The concerned sentences have been improved:

… The total ion concentration is in the sub-millimolar or micromolar range in the final reaction mixture. …

… It has to be reconsidered that the DLS measurements supplies only a rough estimation for the size of larger non-spherical aggregates consisting of particle clusters and macromolecular filaments. …

… The cyclic photospectrometric measurements do not reflect sedimentation of aggregates after 15 minutes.

(3) I have to reiterate my concern expressed in initial comment 2 that the authors need to discuss the observed processes in the view of the ionic strength in their synthesis media and the to be expected conformations of their polycations. What is the ionic strength in the different growth media and which conformations could thus be expected for the PDADMAC chains?

In the particle preparation experiments, no additional salt was added. The information on ionic strength is given in the experimental part, now:

The total ion concentration is in the sub-millimolar or micromolar range in the final reaction mixture, typically. No additional salt is added. The ionic strength is given by the ionic reactants PDADMAC and [HAuCl₄] , which was in the range up to 400 ppm (PDADMAC) and 0.2 mM ([HAuCl₄]).

(4) In their reply the authors indicate that they envision Zeta potential for future measurements. Again, I must emphasize the high importance of this parameter for the results presented in this manuscript and their scientific soundness. I recommend that this information not be withheld and advocate its addition in this manuscript rather than a future one.

New experimental series have been performed in order to prove that the prepared particles have the expected positive Zeta potential. The detailed data are given in the revised Fig. 2 and mentioned in the text, now:

…. Zeta potentials in the positive range (about +30 to +50 mV) have been observed in all cases of particle preparation in the presence of PDADMAC, as expected (Fig. 2).

(5) This may be a matter of taste, but from my linguistic understanding the term “assembling” should be replaced by “assembly” in almost all cases; as for example in the title.
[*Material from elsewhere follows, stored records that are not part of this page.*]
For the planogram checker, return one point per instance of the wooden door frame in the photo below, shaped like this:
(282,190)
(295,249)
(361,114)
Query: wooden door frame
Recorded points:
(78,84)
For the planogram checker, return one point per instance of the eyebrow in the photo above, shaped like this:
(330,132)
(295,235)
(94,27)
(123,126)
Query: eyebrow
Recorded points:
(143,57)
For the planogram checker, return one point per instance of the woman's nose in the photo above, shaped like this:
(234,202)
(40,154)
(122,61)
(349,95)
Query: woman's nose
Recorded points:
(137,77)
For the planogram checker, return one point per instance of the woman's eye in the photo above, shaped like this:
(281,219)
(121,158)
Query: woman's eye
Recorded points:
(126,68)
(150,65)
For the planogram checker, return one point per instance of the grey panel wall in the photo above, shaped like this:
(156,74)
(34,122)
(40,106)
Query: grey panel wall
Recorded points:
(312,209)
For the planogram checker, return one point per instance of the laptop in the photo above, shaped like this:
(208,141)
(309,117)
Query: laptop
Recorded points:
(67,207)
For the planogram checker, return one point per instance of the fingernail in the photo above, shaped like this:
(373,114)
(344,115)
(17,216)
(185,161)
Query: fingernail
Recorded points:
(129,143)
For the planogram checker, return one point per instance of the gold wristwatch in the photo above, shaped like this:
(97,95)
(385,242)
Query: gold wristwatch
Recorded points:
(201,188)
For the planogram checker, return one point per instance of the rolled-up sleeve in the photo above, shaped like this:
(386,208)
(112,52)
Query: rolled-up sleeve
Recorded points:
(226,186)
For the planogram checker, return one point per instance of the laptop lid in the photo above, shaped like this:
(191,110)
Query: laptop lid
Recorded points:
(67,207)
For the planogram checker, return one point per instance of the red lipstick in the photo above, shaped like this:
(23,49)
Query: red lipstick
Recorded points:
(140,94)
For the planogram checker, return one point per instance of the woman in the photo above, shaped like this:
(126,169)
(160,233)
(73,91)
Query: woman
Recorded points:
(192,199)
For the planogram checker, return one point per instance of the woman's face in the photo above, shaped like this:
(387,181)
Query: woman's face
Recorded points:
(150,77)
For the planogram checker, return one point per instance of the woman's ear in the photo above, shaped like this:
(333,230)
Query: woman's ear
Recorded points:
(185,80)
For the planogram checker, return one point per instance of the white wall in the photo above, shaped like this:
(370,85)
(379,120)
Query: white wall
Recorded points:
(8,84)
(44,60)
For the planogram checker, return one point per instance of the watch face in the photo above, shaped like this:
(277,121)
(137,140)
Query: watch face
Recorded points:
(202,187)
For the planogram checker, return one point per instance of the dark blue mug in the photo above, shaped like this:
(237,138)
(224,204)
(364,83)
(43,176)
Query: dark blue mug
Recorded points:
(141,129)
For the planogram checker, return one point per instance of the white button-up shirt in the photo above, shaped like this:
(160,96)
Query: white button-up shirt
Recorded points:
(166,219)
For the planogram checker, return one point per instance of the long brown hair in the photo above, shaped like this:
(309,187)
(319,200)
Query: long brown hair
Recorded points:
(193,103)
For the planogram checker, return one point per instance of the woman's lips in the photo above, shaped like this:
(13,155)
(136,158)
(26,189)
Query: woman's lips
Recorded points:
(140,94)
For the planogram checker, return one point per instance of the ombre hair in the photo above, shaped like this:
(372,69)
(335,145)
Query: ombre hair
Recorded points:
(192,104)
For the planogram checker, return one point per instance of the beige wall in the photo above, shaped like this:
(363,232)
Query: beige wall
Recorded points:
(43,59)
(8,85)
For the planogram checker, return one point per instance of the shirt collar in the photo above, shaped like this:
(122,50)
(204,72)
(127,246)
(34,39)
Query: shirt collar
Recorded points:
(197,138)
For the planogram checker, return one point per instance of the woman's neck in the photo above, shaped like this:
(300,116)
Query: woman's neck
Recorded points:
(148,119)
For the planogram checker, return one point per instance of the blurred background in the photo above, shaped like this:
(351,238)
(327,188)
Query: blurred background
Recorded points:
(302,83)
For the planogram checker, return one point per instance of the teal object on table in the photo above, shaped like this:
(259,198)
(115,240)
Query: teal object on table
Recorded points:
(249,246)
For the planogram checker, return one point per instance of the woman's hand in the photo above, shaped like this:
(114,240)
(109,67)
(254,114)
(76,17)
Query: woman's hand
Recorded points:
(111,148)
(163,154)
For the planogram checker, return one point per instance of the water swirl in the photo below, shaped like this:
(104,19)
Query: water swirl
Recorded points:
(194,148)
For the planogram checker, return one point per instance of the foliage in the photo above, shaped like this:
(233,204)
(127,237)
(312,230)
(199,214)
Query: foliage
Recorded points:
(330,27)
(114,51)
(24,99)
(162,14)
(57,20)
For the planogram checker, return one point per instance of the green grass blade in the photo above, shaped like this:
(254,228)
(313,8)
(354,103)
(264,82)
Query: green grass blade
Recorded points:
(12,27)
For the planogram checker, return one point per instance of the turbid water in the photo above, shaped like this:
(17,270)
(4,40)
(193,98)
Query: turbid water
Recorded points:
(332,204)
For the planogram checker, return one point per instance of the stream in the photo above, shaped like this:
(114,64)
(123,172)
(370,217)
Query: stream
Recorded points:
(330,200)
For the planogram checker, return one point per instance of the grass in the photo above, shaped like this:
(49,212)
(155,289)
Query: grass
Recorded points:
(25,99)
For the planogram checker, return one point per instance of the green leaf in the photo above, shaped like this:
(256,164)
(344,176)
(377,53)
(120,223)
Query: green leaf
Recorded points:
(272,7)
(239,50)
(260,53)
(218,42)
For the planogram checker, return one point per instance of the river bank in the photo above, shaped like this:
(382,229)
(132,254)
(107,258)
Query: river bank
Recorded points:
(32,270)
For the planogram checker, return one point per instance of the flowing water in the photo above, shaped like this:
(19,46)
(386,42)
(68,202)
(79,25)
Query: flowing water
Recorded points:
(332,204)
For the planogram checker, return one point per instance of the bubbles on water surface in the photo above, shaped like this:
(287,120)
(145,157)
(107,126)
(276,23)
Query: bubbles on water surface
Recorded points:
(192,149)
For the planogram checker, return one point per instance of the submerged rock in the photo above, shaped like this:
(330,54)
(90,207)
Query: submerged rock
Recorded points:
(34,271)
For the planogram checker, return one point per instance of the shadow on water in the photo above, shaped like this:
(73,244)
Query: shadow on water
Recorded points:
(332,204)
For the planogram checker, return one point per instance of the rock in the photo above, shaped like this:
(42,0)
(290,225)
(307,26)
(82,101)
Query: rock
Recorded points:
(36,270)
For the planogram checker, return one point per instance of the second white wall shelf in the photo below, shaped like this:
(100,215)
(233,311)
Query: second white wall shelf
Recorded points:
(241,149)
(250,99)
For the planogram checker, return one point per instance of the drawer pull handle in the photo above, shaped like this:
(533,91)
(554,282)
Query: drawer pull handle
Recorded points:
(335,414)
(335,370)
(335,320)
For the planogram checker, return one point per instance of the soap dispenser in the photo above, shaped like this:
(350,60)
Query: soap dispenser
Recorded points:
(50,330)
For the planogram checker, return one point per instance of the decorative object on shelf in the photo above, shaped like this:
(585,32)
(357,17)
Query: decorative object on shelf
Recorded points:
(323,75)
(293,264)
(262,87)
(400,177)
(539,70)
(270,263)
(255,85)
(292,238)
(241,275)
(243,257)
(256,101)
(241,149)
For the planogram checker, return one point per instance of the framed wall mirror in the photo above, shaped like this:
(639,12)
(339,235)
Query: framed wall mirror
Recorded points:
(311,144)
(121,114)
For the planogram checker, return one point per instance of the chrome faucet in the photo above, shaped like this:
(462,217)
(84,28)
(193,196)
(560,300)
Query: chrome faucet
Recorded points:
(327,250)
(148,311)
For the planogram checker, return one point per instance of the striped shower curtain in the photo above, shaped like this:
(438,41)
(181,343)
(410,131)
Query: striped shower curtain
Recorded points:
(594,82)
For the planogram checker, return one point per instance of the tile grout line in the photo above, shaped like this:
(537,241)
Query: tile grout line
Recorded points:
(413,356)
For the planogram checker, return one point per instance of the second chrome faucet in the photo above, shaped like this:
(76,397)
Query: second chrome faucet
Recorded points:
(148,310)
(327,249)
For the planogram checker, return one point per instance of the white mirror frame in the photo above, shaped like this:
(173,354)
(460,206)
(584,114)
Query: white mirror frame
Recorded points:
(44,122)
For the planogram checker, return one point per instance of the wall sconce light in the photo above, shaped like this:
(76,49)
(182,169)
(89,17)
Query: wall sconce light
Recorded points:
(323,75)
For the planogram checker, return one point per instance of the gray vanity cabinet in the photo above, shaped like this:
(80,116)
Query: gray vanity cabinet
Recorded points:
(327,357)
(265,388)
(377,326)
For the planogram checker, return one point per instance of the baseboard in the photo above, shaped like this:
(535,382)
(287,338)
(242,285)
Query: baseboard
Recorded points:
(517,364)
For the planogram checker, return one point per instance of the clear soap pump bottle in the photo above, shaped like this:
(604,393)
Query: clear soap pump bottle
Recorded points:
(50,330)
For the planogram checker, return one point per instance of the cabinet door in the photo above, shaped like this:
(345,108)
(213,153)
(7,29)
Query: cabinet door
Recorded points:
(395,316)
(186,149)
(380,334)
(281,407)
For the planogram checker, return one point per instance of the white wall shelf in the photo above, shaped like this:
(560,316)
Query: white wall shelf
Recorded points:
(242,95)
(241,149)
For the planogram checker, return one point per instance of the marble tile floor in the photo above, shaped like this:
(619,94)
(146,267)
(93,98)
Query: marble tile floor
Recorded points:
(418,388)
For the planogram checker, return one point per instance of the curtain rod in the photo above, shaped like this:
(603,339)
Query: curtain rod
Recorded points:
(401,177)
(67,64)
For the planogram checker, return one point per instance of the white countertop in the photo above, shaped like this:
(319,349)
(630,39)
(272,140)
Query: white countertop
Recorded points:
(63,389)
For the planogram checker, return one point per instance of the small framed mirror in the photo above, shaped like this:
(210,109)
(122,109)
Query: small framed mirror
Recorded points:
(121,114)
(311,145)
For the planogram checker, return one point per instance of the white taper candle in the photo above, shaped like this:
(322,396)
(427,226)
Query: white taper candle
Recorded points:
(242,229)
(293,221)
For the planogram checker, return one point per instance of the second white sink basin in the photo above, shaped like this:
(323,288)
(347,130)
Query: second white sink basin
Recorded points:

The title is modified as suggested. “Assembling” is substituted in three other cases by “assembly”, but in other cases we would like to keep “assembling”:

Titel: In-situ Assembly of Gold Nanoparticles in the Presence of Poly-DADMAC Resulting into Hierarchical and Highly Fractal Nanostructures

I am still convinced of the scientific value of this manuscript and I support its publication in Applied Sciences, but after the revision of the points mentioned.

Round 3

Reviewer 2 Report

The authors added the required data and answered all questions.